Dimensions de la question nationale :
- dimension géographique : les idées de sol de territoire et de race sont unies. Chaque nation a des frontières
naturelles, qui correspondent aux peuples. Cette idée a surtout des allures religieuses : c’est Dieu, la providence
qui a posé ces frontières. Le mythe des frontières naturelles est dangereus, en ce qu’il ne s’intéresse pas au
consentement des peuples. Pour les Français, le Rhin est la frontière naturelle, ce qui entraînerait l’annexion de la
Belgique, du Luxembourg, de la hétaïre, alors que les Allemands perçoivent le Rhin comme un fleuve allemand.
Querrelle du Rhin oppose la France et l’Allemagne. Y Lacoste “la géographie sert à faire la guerre”.
- dimension historique. Age d’or des histoires nationales, considérées comme des patrimoines, constitutifs d’une
identité. Des grandes figures sont exaltées, par exemple Jeanne d’Arc en France. Ranke, Carlyle, Thierry et
Michelet sont des grands historiens nationaux.

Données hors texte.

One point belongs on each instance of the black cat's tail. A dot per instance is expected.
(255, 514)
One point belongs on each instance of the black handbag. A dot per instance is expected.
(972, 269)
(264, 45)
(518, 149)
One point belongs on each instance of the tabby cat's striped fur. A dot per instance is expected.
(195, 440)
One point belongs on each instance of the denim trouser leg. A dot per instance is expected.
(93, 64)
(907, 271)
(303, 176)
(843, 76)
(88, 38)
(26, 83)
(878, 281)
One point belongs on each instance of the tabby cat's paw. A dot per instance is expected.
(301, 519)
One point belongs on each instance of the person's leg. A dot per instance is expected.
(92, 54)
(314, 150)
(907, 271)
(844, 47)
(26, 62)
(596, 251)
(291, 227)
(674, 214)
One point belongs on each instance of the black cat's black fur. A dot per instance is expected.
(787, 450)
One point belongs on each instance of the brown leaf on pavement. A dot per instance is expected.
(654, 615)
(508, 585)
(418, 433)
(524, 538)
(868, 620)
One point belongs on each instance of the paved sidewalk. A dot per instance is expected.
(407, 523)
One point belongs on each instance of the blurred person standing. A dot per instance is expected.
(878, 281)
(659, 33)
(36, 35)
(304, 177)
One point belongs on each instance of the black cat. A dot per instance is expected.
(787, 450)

- dimension linguistique. L’idée de nationalité se fonde sur l’unité linguistique, et on exalte la langue de la nation
particulièrement dans la conception allemande. Parmi les langues possibles pour la nation, une s’impose et
devient nationale. Or, les patois divisent les nationalités et la résistance linguistique est un moyen de résistance.

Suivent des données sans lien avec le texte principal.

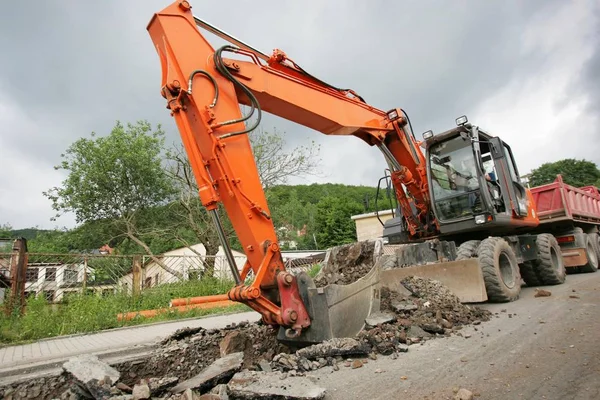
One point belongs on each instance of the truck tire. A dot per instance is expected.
(596, 241)
(500, 270)
(591, 254)
(549, 266)
(528, 274)
(467, 249)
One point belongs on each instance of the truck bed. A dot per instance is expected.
(558, 201)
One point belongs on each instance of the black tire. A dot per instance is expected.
(596, 241)
(549, 266)
(467, 249)
(500, 270)
(528, 274)
(591, 254)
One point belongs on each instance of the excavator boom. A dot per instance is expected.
(204, 90)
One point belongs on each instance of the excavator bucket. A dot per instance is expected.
(464, 278)
(431, 259)
(339, 303)
(338, 310)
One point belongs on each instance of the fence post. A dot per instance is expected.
(18, 273)
(136, 275)
(84, 280)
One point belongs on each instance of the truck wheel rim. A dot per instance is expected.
(593, 259)
(506, 270)
(556, 260)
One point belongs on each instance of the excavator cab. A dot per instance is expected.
(474, 183)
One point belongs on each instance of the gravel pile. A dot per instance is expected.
(347, 264)
(426, 310)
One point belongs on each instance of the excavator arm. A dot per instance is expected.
(204, 90)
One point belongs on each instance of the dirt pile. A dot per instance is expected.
(347, 263)
(186, 355)
(425, 311)
(431, 310)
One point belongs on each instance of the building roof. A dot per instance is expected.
(371, 214)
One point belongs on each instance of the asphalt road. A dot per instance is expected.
(534, 348)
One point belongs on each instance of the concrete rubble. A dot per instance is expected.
(93, 378)
(260, 385)
(218, 372)
(246, 361)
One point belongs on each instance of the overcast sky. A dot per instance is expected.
(526, 71)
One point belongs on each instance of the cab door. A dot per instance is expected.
(508, 175)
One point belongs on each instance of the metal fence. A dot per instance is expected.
(55, 276)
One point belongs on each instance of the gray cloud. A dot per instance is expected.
(76, 67)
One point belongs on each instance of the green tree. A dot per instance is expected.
(333, 223)
(115, 178)
(275, 164)
(5, 231)
(574, 172)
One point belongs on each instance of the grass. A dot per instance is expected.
(84, 313)
(314, 270)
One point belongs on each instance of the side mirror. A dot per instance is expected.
(462, 120)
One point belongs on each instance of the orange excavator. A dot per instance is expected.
(465, 190)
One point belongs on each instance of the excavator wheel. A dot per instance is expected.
(500, 270)
(596, 241)
(467, 249)
(592, 255)
(549, 266)
(528, 274)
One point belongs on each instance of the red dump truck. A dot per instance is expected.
(572, 215)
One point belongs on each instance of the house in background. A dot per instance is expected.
(185, 263)
(189, 263)
(368, 226)
(54, 279)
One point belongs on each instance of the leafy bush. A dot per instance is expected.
(81, 313)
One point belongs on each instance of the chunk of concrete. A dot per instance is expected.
(404, 306)
(334, 347)
(218, 372)
(264, 385)
(380, 318)
(159, 385)
(221, 391)
(233, 342)
(141, 391)
(416, 332)
(91, 374)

- dimension culturelle. Au XIXème siècle s’invente la notion de patrimoine, la culture des ancêtres. La culture
nationale devient donc une identité nationale, receuil des contes populaires avec les frères Grimm. On exalte les
grands poètes, le génie de la culture, de la langue. Cela passe aussi par la musique, et par l’art total et très
populaire qu’est l’opéra, avec Wagner, Verdi, auteurs d’opéras nationaux.
- dimension religieuse. La religion devient parfois le ciment national, par exemple dans la Russie orthodoxe, dans
la Prusse protestante, dans l’Angleterre anglicane, ou dans certaines nationalités opprimées comme la Pologne et
l’Irlande catholiques. Se pose la question des minorités religieuses, nombreuses et qui réclament des droits au
nom de l’idéologie libérale. La France puis l’Angleterre renonceront à fonder la nation sur la religion.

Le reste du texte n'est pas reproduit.